You’ve had a long involvement with the Fillmore Jazz Festival. What is it about jazz that lends itself to visual expression?
I love all kinds of music, but jazz in particular inspires me. I love this project because I’ve had complete freedom to do whatever I want. The bass player I created eight years ago was my first Fillmore jazz poster and I envisioned him as a Ray Brown-like bass player. If you’re driving down the street, you’ve only got a second or two to get the message, so I wanted to evoke the romance and history of jazz in the Fillmore. Four years later they called me again. At the time I was really into Miles Davis and was playing Ascenseur pour l’échafaud, his soundtrack for the Louis Malle film, a lot. I made a Miles Davis-esque horn player. I wanted a really cool color so I went with a deep blue that evokes that late evening jazz atmosphere that’s so special on Fillmore. Now, four years later, I realize I’ve been slowly creating my own jazz band. It was time for a singer — and a woman.
What was your conception for this year’s poster?
I was inspired by the great romance of Billie Holiday. Initially I had just the singer in silhouette and then I realized that she needed a microphone, which was the last element I added. That old-fashioned microphone, which harkens back to the 1940s and ’50s, really pulled it all together. It often happens that way — that adding something relatively small becomes very important.
What types of source materials do you normally use? Also, since this year’s festival is all about women of jazz, who do you listen to for inspiration?
When appropriate, I work with models — human or otherwise. I pose and shoot my own photos. In this case, there was a model I’d used a while back and I was able to piece together a few Polaroids and work from that. I wanted the hands to be special, and they’re actually my wife Kathryn’s hands. As for female vocalists, it doesn’t get any better for me than early Diana Krall.
And what about your bold colors — how did you decide what to go with?
Not all jazz is blue and cool. This time I wanted a color that complemented the other two posters and this bold orange red represents the hot side of jazz. The flat color tones make the images, which are already abstracted by the silhouette, seem mysterious, almost two-dimensional. I wanted all three posters to become a triptych and to work well together.
Your font is very expressive. What goes into its style, size and positioning?
It’s a hand-lettered, custom font that I created. I use it for most of my projects because it has a retro-American personality. As for the size and positioning, that’s all tweaked carefully after the initial image has been created.
There is a nostalgic aspect to these images as well, harkening back to old woodcuts.

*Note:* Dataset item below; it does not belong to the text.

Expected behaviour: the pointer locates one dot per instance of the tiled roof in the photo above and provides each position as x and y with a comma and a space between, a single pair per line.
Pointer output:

Several of my heroes were Japanese woodcut artists and old European poster artists — Henri de Toulouse-Lautrec and A.M. Cassandre from France, Ludwig Holwein from Germany and the Beggarstaff Brothers from England. There’s a lot of graceful movement as well as drama in those works. I was never very painterly in my style. I enjoy working with big bold shapes and challenge myself to get a message across using as few shapes and colors as possible. I’ll keep working with the colors, combining them and fine-tuning, until they’re right to me. Then it’s a matter of getting the image and text to work together effectively. I really enjoy these jazz posters because I can get very dramatic with them. Speaking of old-school, I begin each project with a pencil and paper and use a Rapidograph pen and ink to create the line work. In the end, though, it becomes a digital file so I’m speaking the same language as everyone else.
What’s the first poster you made and what are a few of your personal favorites?
My first professional poster was for Levi’s, back in 1975. I’ve been a graphic artist now for almost 40 years and I’ve had a few home runs. The images for the Golden Gate parks and Amtrak are favorites. I feel very good about some of the logos—the Robert Mondavi corporate logo, Pebble Beach, David Sedaris. I love all of the Fillmore Jazz and San Francisco Opera posters. Frankly, my current favorite is always the one I’m working on. It becomes my child.
What are you working on now?
I just finished the logo design for the San Francisco Bay Area Super Bowl 50 Host Committee for 2016. It’s a gold seal design — a silhouette of a football and the Golden Gate Bridge.